Первоиванов со всем терпением присущего ему стойкого ума объяснил мне с полной ясностью, что колхоз в честь Исаака Ньютона не что иное, как центр, или просто точка, целой системы — союза подобных колхозов, которые должны создаться — и уже создаются — от южного конца Уральского хребта вплоть до северного берега Каспийского моря. Эти сомкнутые колхозы покроют сухую степь и полупустыню непрерывной зеленой живой полосой, с тем, чтобы эта полоса культурных растений послужила несокрушимой стеной, ботаническим кремлем против активных среднеазиатских пустынь, с тем, чтобы пустыня иссякла, упершись в юго восточный противозасушливый союз колхозов. Нижнее и Среднее Поволжье, Северо Кавказский край и Украина никогда не должны чувствовать желтой чумы пустыни. Кто это должен сделать, то есть кто именно будет жить и работать в таких противопустынных коллективах? Конечно, в первую очередь кочующие калмыки и киргизы. Они знают пустыню, они гибнут от нее, и они способны победить ее. Причем форма колхоза как раз наиболее приспособлена для безболезненного и быстрого перевода кочующих племен и родов на оседлость, не разлучая людей внутри племени или рода...

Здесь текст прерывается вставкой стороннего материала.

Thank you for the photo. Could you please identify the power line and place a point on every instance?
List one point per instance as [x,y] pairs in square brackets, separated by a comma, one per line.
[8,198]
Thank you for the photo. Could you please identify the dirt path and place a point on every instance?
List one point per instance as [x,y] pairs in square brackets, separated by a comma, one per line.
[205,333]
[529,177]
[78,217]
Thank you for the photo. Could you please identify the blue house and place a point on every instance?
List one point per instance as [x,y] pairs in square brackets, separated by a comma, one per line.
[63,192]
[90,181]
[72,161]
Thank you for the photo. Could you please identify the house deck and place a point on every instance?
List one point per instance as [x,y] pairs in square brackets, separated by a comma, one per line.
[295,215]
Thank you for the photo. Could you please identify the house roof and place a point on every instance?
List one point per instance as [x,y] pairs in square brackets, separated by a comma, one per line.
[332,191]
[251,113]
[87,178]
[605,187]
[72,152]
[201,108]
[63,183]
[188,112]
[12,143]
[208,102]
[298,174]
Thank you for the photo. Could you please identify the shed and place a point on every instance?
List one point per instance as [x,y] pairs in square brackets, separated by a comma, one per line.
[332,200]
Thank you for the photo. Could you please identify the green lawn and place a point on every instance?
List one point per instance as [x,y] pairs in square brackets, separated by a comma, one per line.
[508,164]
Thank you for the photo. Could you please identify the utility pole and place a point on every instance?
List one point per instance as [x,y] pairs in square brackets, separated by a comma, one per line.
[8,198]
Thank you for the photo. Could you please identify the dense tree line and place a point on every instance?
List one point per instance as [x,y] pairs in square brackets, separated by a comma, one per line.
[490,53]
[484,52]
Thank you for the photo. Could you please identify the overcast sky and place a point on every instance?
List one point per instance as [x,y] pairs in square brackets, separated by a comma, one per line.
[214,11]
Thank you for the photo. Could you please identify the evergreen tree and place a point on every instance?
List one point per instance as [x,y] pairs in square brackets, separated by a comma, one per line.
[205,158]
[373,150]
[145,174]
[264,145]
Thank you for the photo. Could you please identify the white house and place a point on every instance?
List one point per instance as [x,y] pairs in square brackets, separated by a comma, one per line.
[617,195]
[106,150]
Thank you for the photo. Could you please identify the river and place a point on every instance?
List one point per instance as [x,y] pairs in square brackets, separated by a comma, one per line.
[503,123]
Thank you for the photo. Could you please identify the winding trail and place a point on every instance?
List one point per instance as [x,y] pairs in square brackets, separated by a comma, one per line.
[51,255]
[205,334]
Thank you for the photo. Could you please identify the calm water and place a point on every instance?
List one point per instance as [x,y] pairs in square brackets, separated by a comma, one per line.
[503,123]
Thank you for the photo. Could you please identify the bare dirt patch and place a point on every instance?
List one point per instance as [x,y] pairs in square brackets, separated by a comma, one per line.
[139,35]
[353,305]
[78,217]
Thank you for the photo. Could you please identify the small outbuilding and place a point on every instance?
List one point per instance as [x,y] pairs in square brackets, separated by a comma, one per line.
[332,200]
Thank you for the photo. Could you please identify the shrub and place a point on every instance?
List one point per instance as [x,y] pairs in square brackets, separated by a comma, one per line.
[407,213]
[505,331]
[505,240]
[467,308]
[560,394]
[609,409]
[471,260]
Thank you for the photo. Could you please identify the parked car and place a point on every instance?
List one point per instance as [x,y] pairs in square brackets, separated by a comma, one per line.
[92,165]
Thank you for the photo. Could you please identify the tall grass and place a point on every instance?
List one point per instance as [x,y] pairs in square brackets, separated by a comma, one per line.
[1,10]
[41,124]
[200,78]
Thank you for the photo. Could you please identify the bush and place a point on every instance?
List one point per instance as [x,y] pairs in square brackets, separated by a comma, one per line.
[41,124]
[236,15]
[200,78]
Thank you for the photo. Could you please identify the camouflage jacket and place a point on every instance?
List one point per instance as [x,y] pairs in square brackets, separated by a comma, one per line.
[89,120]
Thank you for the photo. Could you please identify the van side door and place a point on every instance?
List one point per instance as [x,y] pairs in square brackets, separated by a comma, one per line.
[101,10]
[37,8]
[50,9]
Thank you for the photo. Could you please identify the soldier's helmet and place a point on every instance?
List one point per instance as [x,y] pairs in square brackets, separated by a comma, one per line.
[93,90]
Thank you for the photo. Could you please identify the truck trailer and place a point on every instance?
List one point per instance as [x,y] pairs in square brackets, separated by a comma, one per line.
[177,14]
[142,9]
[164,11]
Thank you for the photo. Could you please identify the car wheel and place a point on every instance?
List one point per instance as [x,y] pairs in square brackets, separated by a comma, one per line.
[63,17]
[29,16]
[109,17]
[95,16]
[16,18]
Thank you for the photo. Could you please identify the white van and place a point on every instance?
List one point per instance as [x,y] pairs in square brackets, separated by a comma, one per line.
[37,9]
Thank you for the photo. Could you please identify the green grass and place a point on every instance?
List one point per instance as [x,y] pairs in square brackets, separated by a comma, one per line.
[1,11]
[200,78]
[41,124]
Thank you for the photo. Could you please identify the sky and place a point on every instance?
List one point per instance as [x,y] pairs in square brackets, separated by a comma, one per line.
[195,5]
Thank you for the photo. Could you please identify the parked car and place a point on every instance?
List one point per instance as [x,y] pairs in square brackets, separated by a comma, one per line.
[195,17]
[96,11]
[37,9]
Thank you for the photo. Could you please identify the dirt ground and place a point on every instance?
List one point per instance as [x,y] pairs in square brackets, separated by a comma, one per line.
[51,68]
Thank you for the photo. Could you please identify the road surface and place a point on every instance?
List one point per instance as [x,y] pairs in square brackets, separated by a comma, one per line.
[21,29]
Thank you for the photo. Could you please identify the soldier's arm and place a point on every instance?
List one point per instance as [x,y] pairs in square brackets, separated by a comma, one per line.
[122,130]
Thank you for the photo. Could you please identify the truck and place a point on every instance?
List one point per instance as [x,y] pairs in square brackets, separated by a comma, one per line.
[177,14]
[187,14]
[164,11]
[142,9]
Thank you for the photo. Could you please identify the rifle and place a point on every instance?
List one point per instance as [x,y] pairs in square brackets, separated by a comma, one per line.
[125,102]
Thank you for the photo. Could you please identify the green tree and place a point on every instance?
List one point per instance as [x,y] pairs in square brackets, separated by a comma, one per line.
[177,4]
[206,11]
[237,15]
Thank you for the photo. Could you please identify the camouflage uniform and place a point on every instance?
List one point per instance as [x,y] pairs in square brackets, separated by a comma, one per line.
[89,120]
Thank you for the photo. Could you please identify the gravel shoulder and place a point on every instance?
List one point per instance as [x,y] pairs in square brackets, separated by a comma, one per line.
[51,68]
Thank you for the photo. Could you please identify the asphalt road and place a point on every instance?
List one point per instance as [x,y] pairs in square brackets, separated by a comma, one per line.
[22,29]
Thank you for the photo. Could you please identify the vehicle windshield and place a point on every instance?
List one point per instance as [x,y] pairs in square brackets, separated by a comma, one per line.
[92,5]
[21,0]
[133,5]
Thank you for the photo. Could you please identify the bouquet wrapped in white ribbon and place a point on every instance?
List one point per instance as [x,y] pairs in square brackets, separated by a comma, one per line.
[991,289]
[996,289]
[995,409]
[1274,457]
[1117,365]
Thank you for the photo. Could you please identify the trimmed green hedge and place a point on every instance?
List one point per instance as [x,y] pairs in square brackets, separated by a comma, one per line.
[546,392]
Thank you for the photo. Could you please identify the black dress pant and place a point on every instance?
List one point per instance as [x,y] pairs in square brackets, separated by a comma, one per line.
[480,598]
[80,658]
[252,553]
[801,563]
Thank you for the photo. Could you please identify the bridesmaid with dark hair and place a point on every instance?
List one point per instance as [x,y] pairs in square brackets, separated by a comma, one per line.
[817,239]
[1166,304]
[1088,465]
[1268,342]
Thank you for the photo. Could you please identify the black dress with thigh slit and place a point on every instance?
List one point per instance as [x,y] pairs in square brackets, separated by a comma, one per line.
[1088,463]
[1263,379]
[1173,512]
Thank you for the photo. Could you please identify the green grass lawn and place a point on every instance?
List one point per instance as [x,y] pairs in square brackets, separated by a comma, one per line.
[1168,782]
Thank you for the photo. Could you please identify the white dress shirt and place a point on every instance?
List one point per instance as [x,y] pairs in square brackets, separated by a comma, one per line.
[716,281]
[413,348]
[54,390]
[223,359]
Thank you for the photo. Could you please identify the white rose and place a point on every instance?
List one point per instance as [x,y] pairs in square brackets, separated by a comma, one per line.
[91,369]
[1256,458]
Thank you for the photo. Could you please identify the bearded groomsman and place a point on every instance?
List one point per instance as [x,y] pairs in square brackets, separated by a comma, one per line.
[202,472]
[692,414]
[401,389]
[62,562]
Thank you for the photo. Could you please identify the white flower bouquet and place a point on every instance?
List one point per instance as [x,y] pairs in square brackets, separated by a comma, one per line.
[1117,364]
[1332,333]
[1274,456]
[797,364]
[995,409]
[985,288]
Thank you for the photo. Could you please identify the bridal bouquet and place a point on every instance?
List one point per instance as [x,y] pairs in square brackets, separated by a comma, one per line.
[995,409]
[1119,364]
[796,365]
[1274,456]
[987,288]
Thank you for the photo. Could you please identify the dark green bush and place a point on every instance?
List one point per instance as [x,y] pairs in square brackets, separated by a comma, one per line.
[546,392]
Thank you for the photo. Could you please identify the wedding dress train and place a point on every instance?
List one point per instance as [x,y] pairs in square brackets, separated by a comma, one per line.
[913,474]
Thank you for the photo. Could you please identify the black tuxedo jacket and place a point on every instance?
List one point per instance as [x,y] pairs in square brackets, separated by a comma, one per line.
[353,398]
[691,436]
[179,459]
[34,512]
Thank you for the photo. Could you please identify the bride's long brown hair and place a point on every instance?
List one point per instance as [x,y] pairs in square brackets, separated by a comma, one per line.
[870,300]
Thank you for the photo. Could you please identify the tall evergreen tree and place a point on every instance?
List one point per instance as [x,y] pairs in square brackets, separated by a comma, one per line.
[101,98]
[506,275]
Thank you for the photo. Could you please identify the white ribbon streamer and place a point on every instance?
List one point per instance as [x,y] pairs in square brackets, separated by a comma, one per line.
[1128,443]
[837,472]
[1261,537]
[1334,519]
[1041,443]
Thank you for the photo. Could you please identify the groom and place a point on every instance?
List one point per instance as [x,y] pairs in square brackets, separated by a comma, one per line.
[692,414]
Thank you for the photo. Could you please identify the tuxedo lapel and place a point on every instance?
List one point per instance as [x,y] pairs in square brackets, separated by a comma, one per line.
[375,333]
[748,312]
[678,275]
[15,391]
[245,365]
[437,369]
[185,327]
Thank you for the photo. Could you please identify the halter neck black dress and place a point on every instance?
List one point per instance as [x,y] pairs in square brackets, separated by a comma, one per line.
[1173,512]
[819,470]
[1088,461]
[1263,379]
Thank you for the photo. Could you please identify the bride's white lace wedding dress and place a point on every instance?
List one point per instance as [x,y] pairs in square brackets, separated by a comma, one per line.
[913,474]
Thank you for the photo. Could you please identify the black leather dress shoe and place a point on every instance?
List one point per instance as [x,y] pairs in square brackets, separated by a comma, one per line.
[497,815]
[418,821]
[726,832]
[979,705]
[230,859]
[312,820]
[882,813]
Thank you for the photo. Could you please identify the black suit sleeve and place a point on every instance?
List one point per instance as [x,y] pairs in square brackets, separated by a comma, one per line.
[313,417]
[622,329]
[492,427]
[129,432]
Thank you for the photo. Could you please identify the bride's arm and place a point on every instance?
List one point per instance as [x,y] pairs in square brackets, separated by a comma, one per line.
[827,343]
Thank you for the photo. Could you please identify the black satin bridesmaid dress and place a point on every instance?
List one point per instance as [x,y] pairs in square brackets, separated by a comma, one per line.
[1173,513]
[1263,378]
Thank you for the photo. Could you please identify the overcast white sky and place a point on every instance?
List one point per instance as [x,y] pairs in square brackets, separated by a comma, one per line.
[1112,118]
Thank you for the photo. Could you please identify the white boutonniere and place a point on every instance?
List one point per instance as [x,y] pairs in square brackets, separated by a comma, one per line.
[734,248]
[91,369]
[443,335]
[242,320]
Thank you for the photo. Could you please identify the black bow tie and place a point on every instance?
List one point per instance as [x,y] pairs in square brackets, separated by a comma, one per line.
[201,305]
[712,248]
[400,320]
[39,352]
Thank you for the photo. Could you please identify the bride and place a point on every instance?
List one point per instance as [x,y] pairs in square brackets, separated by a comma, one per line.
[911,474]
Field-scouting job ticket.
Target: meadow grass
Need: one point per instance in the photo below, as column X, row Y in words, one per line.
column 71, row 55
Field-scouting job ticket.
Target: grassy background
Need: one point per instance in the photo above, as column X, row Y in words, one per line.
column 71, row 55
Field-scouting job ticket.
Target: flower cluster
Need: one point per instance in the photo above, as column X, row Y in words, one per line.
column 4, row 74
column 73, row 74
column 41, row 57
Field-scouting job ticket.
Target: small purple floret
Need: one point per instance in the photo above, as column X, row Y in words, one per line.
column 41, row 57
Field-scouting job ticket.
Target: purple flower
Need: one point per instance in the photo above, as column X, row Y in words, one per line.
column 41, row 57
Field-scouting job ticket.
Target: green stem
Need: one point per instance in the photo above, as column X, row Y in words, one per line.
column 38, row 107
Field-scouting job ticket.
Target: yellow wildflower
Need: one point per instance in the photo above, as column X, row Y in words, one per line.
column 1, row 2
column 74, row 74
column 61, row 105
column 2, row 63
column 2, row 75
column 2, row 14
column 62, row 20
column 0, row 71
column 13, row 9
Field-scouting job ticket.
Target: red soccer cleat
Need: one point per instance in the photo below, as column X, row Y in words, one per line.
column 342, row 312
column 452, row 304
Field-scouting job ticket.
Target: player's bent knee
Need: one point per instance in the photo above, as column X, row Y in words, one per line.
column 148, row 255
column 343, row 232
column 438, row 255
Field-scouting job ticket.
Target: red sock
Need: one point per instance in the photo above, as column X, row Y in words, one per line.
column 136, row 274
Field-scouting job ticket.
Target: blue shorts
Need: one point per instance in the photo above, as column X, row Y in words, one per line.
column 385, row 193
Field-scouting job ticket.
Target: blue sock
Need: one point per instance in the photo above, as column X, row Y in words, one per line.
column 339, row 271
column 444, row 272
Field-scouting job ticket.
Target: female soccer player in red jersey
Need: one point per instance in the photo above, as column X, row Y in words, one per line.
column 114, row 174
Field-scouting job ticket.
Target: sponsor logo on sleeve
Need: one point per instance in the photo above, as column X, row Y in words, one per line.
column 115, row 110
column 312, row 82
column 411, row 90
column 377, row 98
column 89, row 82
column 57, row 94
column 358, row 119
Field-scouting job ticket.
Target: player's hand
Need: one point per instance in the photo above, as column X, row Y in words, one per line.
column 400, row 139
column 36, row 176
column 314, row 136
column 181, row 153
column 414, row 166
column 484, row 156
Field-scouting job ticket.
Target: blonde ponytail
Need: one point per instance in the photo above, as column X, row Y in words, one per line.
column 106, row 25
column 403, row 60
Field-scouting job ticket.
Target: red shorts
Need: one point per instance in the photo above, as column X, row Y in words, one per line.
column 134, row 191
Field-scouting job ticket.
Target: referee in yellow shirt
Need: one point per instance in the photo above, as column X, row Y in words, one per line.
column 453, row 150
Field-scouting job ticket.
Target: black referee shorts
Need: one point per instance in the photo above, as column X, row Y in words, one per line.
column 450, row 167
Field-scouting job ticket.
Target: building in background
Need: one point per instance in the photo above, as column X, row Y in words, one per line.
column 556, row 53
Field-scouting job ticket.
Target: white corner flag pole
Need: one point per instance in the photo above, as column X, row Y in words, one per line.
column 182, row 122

Так, по словам Первоиванова, в одном узле должны решиться национальная, климатическая, классовая и техническая задачи. Весь план выдумал и доказал Гюли, Первоиванов же был в этом плане, так сказать, «изобретателем технической революции».

Дальше Первоиванов унылым голосом говорил о своей общей скорби. Эта скорбь ощущалась им от расточения имущества природы бесхозяйственным человечеством. Нефть и уголь изымаются и передаются обращению в силу посредством огня, то есть уничтожению навеки. Леса изводятся на дрова, в тепловой газ, который уже невозможно превратить обратно в вещество. Материю земного шара тратят беспрерывно, и кончится это дело великой нуждой.

И как это не жалко никому? Где же наука экономии и чувство скупости ради существования будущих людей? Того нет и не предвидится.

В размышляющей тоске Первоиванов опустил голову, и так же поступил Гюли.

Поэтому Первоиванов, Гюли и весь человеческий коллективный состав «Ньютона» сейчас думают более всего над устройством новой экономики жизни. В новой экономике сила и тепло должны добываться из падающей воды и дующего ветра, то есть посредством таких стихий, где вещество — капитал природы — нисколько не уничтожается. К концу времени люди не должны стать обездоленными — они и тогда, через наш берегущий разум, должны иметь под ногами полнотелый земной шар. По докладу Первоиванова колхоз принял план, что летом будущего года начнется сооружение ветросиловой установки, которая снабдит главную усадьбу коллектива силой, светом и теплом. Узнав эти обстоятельства, я возразил:

— Ведь металл в машинах изнашивается: он рассыпается, истирается, стареет, пропадает в невозвратимый прах. И вы не можете экономить вещество в быстроходной технике.

— Это да... — задумался Первоиванов. — Но мы такую вещь предупреждаем прессовкой металла. Мы уж с Гюлем это обдумали. Идем, я тебе покажу — у нас тайны нету, мы работаем для всех большевистских людей. Денег за мысли об улучшениях мы не просим — они сами к нам придут от изобретений.

И я посетил небольшую литейную в колхозной мастерской. Там была новость — пресс для упрочнения металла...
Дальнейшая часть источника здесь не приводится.